Z ubytków odnotujmy wypożyczenie z opcją transferu definitywnego Adama BUKSY do Pogoni Szczecin. Na miedziowym pokładzie pojawili się nowi zawodnicy. Z głębokich rezerw Legii Warszawa na rok wypożyczono Łukasza Monetę, a z Wisły Kraków na wiosnę Rafała Pietrzaka.
Nie trudno nie oprzeć się wrażeniu iż Zagłębie mające mimo wszystko aspiracje zaczęło w przerwie zimowej sprowadzając... piłkarski szrot.
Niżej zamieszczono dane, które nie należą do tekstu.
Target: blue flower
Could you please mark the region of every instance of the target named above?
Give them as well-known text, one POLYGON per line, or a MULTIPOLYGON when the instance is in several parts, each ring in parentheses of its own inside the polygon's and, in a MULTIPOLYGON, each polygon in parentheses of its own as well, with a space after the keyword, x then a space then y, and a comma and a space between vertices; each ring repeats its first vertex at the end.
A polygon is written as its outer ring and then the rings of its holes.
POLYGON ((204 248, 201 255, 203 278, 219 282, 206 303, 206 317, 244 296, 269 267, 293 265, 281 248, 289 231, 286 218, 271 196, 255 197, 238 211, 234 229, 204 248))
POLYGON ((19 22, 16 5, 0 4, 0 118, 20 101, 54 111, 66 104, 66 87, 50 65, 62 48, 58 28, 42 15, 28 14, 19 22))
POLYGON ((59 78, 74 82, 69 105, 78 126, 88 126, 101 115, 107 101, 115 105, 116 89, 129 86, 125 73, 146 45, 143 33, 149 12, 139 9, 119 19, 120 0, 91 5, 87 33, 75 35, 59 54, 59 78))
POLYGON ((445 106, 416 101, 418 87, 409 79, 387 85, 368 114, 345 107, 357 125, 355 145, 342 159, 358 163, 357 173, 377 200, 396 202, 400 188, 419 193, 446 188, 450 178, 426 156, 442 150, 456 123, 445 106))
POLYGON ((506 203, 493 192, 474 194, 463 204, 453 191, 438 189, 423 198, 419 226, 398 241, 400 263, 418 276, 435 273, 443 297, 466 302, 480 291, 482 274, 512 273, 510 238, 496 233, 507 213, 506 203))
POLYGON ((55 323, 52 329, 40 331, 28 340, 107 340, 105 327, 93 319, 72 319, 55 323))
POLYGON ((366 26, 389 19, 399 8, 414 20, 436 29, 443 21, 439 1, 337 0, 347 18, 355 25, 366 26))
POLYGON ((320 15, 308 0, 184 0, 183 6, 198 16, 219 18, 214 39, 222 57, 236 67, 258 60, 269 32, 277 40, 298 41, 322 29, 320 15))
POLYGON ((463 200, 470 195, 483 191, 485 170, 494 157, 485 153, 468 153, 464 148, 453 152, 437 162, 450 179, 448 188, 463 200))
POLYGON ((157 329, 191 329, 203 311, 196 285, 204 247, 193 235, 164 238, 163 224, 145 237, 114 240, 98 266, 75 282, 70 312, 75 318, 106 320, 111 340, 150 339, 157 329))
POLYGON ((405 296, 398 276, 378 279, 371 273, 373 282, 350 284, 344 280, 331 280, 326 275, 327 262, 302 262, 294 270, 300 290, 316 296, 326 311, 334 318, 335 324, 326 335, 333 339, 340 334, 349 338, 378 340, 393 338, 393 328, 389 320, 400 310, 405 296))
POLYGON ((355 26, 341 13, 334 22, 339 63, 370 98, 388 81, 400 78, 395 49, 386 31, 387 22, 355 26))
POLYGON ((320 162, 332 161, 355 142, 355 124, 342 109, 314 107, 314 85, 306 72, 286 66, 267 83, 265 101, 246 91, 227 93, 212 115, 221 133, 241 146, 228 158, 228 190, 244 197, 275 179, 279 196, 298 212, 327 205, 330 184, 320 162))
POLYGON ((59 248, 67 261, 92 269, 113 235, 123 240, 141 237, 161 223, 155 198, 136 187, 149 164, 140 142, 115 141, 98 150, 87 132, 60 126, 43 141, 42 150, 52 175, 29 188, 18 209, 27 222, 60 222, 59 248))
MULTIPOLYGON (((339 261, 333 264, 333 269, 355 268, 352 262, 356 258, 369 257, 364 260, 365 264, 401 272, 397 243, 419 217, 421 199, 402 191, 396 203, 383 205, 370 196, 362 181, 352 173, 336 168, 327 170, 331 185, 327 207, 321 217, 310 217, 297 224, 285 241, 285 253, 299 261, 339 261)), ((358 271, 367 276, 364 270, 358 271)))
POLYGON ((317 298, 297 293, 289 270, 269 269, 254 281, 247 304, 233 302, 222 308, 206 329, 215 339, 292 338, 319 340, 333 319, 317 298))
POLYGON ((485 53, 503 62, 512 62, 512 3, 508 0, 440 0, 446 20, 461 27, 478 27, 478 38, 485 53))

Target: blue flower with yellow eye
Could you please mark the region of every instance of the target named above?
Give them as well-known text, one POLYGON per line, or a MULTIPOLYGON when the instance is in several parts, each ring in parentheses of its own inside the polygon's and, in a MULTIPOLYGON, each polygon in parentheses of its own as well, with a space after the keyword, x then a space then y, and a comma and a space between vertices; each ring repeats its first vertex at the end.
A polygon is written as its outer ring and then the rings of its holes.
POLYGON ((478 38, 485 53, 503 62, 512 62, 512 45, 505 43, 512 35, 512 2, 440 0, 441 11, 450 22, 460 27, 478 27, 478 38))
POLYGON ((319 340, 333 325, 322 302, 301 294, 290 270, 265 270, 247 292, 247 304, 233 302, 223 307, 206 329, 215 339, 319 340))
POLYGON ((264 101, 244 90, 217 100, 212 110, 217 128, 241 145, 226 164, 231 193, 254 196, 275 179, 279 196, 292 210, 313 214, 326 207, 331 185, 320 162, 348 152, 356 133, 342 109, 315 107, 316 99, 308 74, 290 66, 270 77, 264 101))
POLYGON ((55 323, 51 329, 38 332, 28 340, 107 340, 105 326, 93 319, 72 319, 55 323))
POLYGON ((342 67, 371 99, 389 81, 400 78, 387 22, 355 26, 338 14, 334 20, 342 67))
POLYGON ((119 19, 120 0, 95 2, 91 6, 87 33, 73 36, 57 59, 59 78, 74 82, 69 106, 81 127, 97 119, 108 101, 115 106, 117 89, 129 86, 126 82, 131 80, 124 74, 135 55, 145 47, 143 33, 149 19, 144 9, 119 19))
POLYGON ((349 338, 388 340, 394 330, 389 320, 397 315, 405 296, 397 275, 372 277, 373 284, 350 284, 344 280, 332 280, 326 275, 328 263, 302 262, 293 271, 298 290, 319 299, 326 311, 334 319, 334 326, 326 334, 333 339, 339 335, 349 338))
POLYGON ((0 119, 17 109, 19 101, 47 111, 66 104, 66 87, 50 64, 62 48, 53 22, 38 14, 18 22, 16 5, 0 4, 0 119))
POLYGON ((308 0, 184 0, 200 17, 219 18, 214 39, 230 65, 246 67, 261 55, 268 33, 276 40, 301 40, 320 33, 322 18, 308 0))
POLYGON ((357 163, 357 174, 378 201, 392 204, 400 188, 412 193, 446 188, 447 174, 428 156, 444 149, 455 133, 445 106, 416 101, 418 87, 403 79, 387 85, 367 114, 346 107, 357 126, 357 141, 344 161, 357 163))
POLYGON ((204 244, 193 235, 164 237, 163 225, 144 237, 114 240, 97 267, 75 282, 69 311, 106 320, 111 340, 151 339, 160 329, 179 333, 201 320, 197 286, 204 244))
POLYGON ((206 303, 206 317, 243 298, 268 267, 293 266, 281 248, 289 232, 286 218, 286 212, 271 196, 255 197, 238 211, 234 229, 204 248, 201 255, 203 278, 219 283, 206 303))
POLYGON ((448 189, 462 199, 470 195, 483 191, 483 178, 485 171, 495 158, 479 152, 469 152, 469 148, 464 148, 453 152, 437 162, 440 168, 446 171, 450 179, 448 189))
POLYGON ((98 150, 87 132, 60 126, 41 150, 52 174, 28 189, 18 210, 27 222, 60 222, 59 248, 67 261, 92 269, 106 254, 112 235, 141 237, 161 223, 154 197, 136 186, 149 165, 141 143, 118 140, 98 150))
Przyjście Monety z rezerw Legii sprawia iż trzeba ponownie zastanawiać się nad koncepcją sprzed kilku lat kiedy to ówczesne władze Zagłębia namawiane były przez decydentów z KGHM aby utworzyć w Lubinie klub filialny Legii. Transfer Monety w sytuacji, kiedy podobno za grube miliony perełką Zagłębia jest Akademia Piłkarska woła po prostu o pomstę do nieba. A warto wiedzieć iż w centrali KGHM nie brak ludzi, którzy chcieliby przyjrzeć się bliżej funkcjonowaniu wspomnianej Akademii Piłkarskiej. Bo, jak się zdaje eldorado dla kilku osób nie ma żadnego przełożenia na efektywność w dostarczaniu talentów do pierwszej drużyny...
Podobnie jest z półrocznym wypożyczenie Pietrzaka z krakowskiej Wisły. Zagłębie ma aspiracje a sprowadza zawodnika, który w swoim klubie jesienią co najwyżej "czyścił buty" po treningu Sadlokowi. Coś to nie gra... No chyba, że zrozumiemy iż dyrektorem sportowym Zagłębia Dariusz Motała, który transferował Pietrzaka do krakowskiej Wisły.
Przed laty wątpliwą sławą Zagłębia było sprowadzanie całymi wagonami piłkarskiego szrotu z Bałkanów, potem z Afryki. Teraz podobno zmienił się jedyne kierunek... I nie zamydli oczu fakt iż na pierwszym treningu pojawiło się trzech zawodników z 3-ligowych rezerw.